The Pakistan Tehreek-i-Insaf’s (PTI) decision to appoint Umar Sheikh as the Lahore Capital City Police Officer (CCPO) has been called into question time and again due to some irresponsible remarks made by the senior police officer.

His most recent comments in front of the Senate Functional Committee on Human Rights sparked controversy once more, where he claimed—without any proof—that the victim of the Motorway incident was travelling without her husband’s permission. Regardless of proof, this fact has no bearing in the case. It was not a factor that contributed to the incident. Its very mention has led many to think that the senior police officer thinks it does, and that is not an attitude that anyone can condone.

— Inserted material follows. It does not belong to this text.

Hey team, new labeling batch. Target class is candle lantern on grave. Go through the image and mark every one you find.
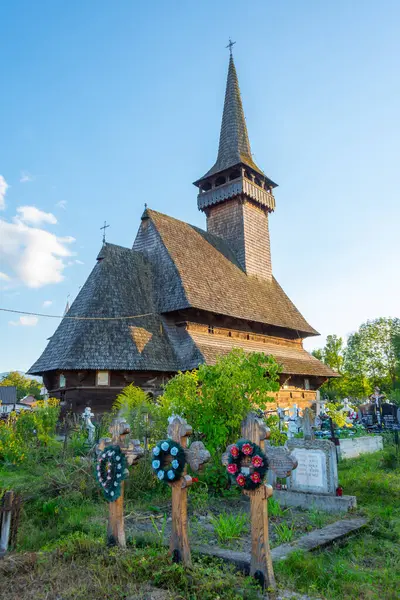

There is no doubt that the senior police officer is more than qualified for the position he was appointed to. Years of service, tests and overall performance would testify to this fact. He was not appointed without being totally qualified for his position. However, communication in this day and age is an important part of the job. Managing public expectations and perceptions, particularly in the aftermath of a horrifying incident such as the one under discussion, is equally important to keeping our citizens safe. After all, an important aspect of safety in society is the feeling of being protected; residents of the country need to feel they are safe in order to live the life they want without any fear.

But the comments made by the CCPO have called into question his suitability for the position. Each time he has spoken about the case, he has given off the perception that he blames the victim for what transpired. Every subsequent statement has only added to this impression, even though these should have been chances to change the earlier bad impressions. Mr Sheikh needs to handle the narrative better. As the head of the police in Lahore, he is in a unique position to win admiration by solving the case, he can still turn around the negative perceptions created by clearly and unequivocally establishing that the victim was blameless and the vicious perpetrators will be traced and given no chance to escape.

Victim blaming is an archaic idea that has no place in today’s society, but law enforcement in particular needs to steer clear from this idea, because of the impact it would have in citizens and how they see the police; as guardians or those that are ambivalent to the pain of victims.